We want our children to communicate their feelings and thoughts openly and honestly, both verbally and non-verbally.
This is important. We want our children to be assertive; not passive. We all need to be heard and have feelings validated. These have an impact on our self-worth and self-esteem.
Being able to express ourselves is vital, but so is being able to listen to others’ thoughts and feelings. All relationships require this reciprocal communication.
I speak with my students often about body language, tone of voice, and facial expression, and how this impacts what message we are sending to others. We practice these skills in role model fashion.
In fact, just recently, we practiced expressing our feelings by verbalizing one word, but using tone of voice, gestures, and other body language to express a statement or feeling. Body language can “say” a lot.
Developing and maintaining friendships is important for everyone. It has been said that having a friend is the emotional equivalent to having more than $1 million. Connecting with others and sharing a friendship is a lifelong need.
With relationships of all kinds, whether personal or work relationships, resolving conflicts in a mutually-satisfying way is crucial to relationships.
Helping our children in this process is important. We need to model this skill in our own adult relationships give-and-take.

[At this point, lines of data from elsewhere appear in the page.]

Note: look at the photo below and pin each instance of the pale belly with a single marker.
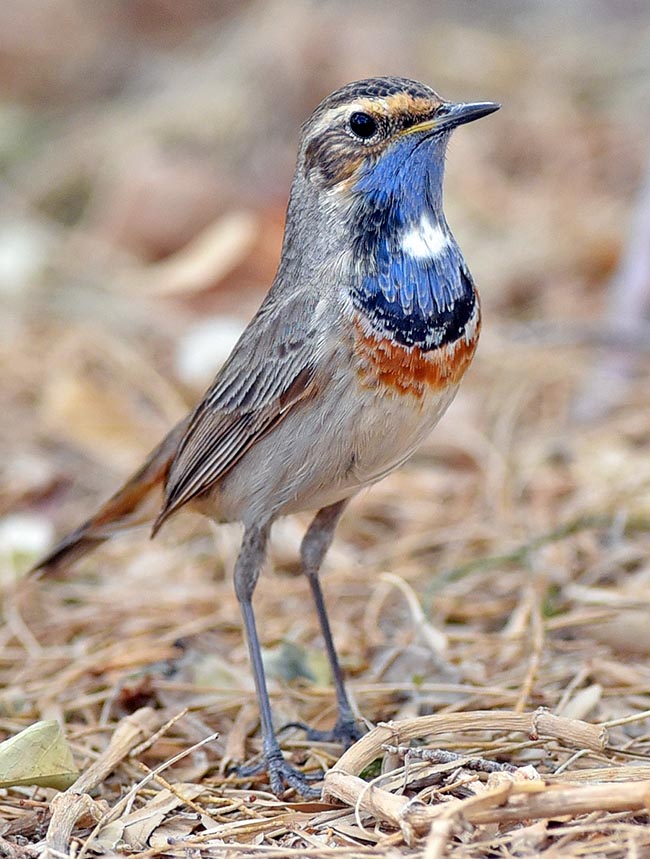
(327, 451)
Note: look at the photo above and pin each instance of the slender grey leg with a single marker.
(315, 544)
(247, 570)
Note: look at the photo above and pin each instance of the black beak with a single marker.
(448, 116)
(459, 114)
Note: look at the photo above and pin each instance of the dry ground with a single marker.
(490, 599)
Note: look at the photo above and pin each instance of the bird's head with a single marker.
(381, 137)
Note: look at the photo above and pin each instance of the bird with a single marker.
(354, 355)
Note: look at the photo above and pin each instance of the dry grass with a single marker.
(500, 580)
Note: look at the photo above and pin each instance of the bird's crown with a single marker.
(364, 118)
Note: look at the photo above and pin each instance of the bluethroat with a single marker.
(351, 360)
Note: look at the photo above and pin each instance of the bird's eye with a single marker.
(363, 125)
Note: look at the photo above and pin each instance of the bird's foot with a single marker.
(346, 731)
(283, 776)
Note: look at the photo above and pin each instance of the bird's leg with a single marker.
(247, 570)
(314, 545)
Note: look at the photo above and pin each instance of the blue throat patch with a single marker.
(423, 301)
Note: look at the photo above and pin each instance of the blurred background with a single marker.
(146, 152)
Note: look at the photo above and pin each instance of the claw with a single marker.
(282, 776)
(345, 731)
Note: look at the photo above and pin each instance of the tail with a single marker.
(137, 501)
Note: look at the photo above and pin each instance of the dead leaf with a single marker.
(38, 755)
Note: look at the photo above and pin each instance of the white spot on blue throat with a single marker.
(425, 240)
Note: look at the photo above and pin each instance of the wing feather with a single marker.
(274, 366)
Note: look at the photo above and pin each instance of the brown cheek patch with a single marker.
(409, 370)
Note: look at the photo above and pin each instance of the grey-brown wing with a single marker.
(274, 366)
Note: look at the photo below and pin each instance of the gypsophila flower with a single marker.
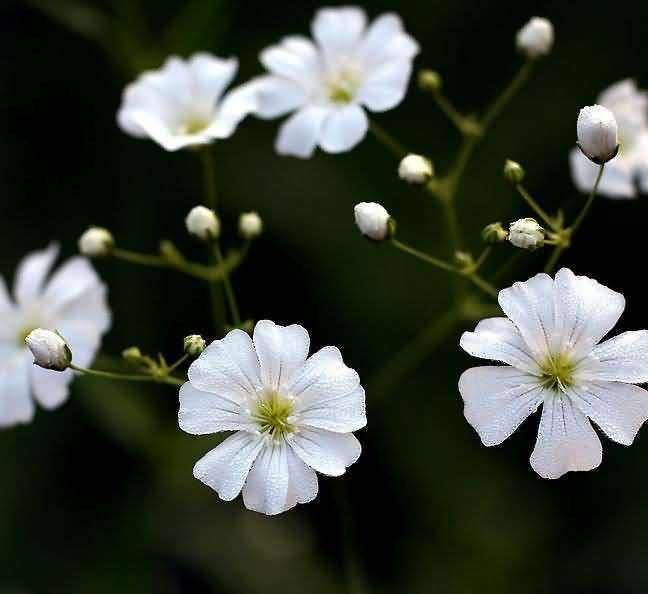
(536, 38)
(183, 103)
(292, 415)
(550, 345)
(628, 171)
(328, 83)
(73, 301)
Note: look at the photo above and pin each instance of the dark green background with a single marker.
(98, 497)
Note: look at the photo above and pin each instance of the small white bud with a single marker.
(373, 220)
(597, 133)
(96, 241)
(526, 234)
(203, 223)
(49, 349)
(415, 169)
(535, 39)
(250, 225)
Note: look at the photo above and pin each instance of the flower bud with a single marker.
(203, 223)
(494, 233)
(250, 225)
(597, 133)
(194, 344)
(373, 221)
(513, 172)
(535, 39)
(96, 241)
(49, 349)
(526, 234)
(430, 81)
(415, 169)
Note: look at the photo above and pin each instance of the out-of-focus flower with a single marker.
(292, 415)
(184, 103)
(627, 173)
(73, 301)
(328, 83)
(550, 345)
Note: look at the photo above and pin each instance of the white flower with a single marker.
(183, 103)
(73, 301)
(526, 234)
(250, 225)
(372, 219)
(96, 241)
(415, 169)
(292, 415)
(630, 167)
(550, 344)
(597, 133)
(203, 223)
(49, 349)
(535, 39)
(329, 82)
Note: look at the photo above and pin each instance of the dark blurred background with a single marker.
(98, 496)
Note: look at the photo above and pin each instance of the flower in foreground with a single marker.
(628, 171)
(292, 415)
(184, 103)
(73, 301)
(330, 81)
(551, 345)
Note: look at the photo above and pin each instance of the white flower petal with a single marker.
(619, 409)
(497, 399)
(228, 367)
(327, 452)
(566, 440)
(498, 339)
(343, 128)
(205, 412)
(226, 467)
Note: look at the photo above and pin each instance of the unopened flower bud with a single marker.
(430, 81)
(194, 344)
(49, 349)
(415, 169)
(373, 221)
(597, 133)
(513, 172)
(250, 225)
(526, 234)
(96, 241)
(494, 233)
(203, 223)
(535, 39)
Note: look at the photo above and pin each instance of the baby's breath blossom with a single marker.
(292, 415)
(184, 103)
(73, 301)
(551, 344)
(330, 81)
(627, 173)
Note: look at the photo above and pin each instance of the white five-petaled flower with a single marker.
(329, 81)
(72, 301)
(627, 173)
(551, 344)
(183, 103)
(293, 415)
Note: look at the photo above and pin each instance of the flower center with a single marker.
(272, 413)
(557, 373)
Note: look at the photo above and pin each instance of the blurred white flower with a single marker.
(550, 344)
(292, 415)
(73, 301)
(183, 103)
(330, 81)
(627, 173)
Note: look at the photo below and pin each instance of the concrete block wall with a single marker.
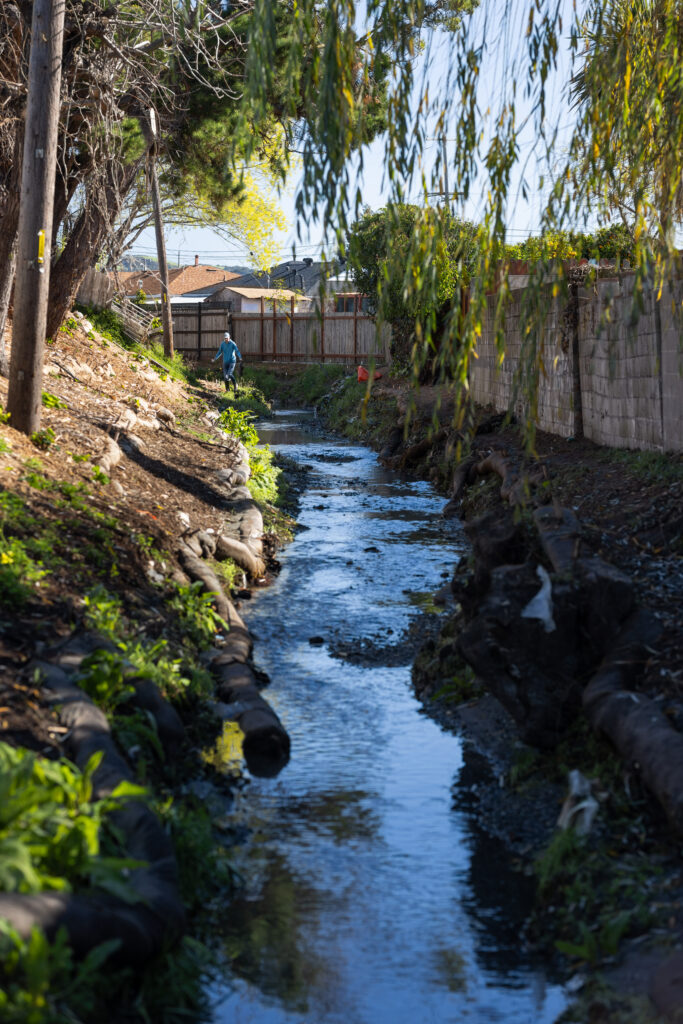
(631, 378)
(620, 368)
(493, 383)
(672, 367)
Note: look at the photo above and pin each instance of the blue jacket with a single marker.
(229, 351)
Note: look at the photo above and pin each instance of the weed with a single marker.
(315, 381)
(652, 467)
(39, 481)
(250, 398)
(101, 676)
(52, 835)
(525, 763)
(462, 687)
(136, 734)
(103, 612)
(239, 425)
(53, 401)
(39, 979)
(229, 572)
(264, 475)
(19, 574)
(44, 438)
(199, 619)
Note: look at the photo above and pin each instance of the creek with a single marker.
(369, 894)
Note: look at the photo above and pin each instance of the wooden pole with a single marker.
(167, 323)
(292, 331)
(35, 227)
(323, 331)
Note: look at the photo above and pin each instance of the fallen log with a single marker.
(142, 927)
(637, 727)
(199, 570)
(462, 478)
(419, 450)
(228, 547)
(111, 456)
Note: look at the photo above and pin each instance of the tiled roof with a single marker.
(180, 280)
(264, 293)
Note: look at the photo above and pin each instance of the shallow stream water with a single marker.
(369, 897)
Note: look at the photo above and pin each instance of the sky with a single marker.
(501, 69)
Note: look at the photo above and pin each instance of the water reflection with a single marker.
(368, 898)
(265, 940)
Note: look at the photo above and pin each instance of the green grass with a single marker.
(304, 387)
(651, 467)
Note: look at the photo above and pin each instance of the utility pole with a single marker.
(167, 322)
(35, 226)
(445, 173)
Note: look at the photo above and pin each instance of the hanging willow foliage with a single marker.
(625, 155)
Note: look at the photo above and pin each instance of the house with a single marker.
(186, 284)
(252, 300)
(305, 276)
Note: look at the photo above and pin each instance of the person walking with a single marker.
(230, 354)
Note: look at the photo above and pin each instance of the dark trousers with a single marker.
(228, 375)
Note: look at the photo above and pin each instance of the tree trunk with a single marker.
(163, 264)
(10, 219)
(83, 246)
(35, 228)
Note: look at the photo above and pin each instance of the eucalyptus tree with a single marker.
(631, 111)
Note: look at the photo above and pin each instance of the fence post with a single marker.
(292, 331)
(262, 318)
(323, 330)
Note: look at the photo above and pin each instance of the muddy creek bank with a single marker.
(369, 892)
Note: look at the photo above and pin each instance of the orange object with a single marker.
(364, 375)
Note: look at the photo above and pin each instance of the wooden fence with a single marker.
(199, 328)
(278, 336)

Throughout each of our lives, we will all have to cope with difficult situations, be it physical hurting, mistakes made, being teased, or emotional pain. Dealing with difficult situations cannot be avoided, but finding healthy manners in which to deal is the key. We cannot protect our children from all pain, either. We have to teach them how to deal and move on.
As our children grow, identifying personal interests and strengths is important for their well-being. We, as parents, have to remember that their personal interests and strengths may not be the same as our own interests. We need to value our children for who they are and not only allow, but help them grow in their skills and passions.
This list is certainly not exhaustive, and I have not listed all that are tacked to my desk, but I know that these skills are what I want for my own children and my students, as well as for all children.
Helping our children grow and develop in academic skills is important, but personal skills are just as important, if not more, to well-being.